Laboratory diagnosis is typically made in the process of looking for B. pertussis or for other respiratory pathogens. An order for a specific PCR for B. pertussis typically will include a PCR test for B. parapertussis. Multiplex PCR testing for respiratory pathogens that tests for B. pertussis will usually have a test for B. parapertussis as well. As with B. pertussis, false negatives can occur related to inadequate sampling, and tests will also be negative if obtained too long (probably more than around three weeks) after cough onset. B. parapertussis can also be grown on culture: cultures are most helpful when obtained within two weeks of cough onset.6 While there are ways to serologically distinguish B. parapertussis infection from B. pertussis infection, it does not appear that there is any B. parapertussis serology available commercially. 

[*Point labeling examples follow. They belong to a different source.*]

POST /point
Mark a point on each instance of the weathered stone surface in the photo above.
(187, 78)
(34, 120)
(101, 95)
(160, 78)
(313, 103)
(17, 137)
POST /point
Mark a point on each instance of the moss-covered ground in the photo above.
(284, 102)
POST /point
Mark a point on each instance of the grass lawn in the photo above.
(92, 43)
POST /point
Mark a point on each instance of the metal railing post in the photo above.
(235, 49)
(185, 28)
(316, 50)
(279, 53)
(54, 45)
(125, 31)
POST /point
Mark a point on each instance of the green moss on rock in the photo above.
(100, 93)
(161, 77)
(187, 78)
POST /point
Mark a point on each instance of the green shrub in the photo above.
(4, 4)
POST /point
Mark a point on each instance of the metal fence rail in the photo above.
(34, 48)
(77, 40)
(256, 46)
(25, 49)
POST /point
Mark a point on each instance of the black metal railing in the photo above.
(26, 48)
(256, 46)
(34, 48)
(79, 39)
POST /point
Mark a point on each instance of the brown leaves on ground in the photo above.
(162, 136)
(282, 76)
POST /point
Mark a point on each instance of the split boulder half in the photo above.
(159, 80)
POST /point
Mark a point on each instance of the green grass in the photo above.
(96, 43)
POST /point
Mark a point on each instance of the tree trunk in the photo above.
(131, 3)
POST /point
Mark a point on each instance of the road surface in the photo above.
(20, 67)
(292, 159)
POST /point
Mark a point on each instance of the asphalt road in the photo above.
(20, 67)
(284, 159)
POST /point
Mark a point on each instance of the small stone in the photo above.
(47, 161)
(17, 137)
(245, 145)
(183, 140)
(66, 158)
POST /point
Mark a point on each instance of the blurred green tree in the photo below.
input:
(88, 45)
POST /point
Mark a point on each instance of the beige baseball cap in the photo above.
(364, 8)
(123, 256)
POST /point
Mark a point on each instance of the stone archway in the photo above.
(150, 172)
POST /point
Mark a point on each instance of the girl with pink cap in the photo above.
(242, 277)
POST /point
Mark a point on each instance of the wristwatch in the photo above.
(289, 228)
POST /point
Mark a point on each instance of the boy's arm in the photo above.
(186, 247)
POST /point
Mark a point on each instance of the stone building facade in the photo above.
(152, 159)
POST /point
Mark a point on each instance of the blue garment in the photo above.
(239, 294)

Pertussis vaccines do not appear to provide much if any protection against B. parapertussis infection or to shorten symptoms of the infection. Erythromycin, azithromycin, clarithromycin, TMP-SMX and ciprofloxacin have activity against B. parapertussis although, based on the data we have, it is generally less susceptible to antibiotics. Antibiotic therapy early in the course may be useful to prevent the development of more severe disease and to shorten the course of illness, particularly in infants, the elderly and immunocompromised people. There are no recommendations for chemoprophylaxis for individuals exposed to infection.7 

 

References: 

 

  1. Mastrantonio P, Stefanelli P, Giuliano M, et al. Bordetella parapertussis infection in children: epidemiology, clinical symptoms, and molecular characteristics of isolates. J Clin Microbiol. 1998;36(4):999-1002. doi: 10.1128/JCM.36.4.999-1002.1998  
  2. Bhatti MM, Rucinski SL, Schwab JJ, Cole NC, Gebrehiwot SA, Patel R. Eight-year review of Bordetella pertussis testing reveals seasonal pattern in the United States. J Pediatric Infect Dis Soc. 2017;6(1):91-93. doi:10.1093/jpids/piv079 
  3. Hitz DA, Tewald F, Eggers M. Seasonal Bordetella pertussis pattern in the period from 2008 to 2018 in Germany. BMC Infect Dis. 2020;20(1):474. doi:10.1186/s12879-020-05199-w 
  4. McIntyre PB, Sintchenko V. The “how” of polymerase chain reaction testing for Bordetella pertussis depends on the “why.” Clin Infect Dis. 2013;56(3):332-334. doi:10.1093/cid/cis897 
  5. Heininger U, Stehr K, Schmitt-Grohé S, et al. Clinical characteristics of illness caused by Bordetella parapertussis compared with illness caused by Bordetella pertussis. Pediatr Infect Dis J. 1994;13(4):306-309. PMID: 8036048. doi:10.1097/00006454-199404000-00011 
  6. National Center for Immunization and Respiratory Diseases. Manual for the surveillance of vaccine-preventable diseases. Chapter 10: pertussis. Last reviewed May 11, 2020. Accessed June 8, 2023. https://www.cdc.gov/vaccines/pubs/surv-manual/chpt10-pertussis.html 
  7. Pertussis (whooping cough). In: Kimberlin DW, Barnett ED, Lynfield R, Sawyer MH., eds. Red Book: 2021-2024 Report of the Committee on Infectious Diseases. 32nd ed. American Academy of Pediatrics; 2021.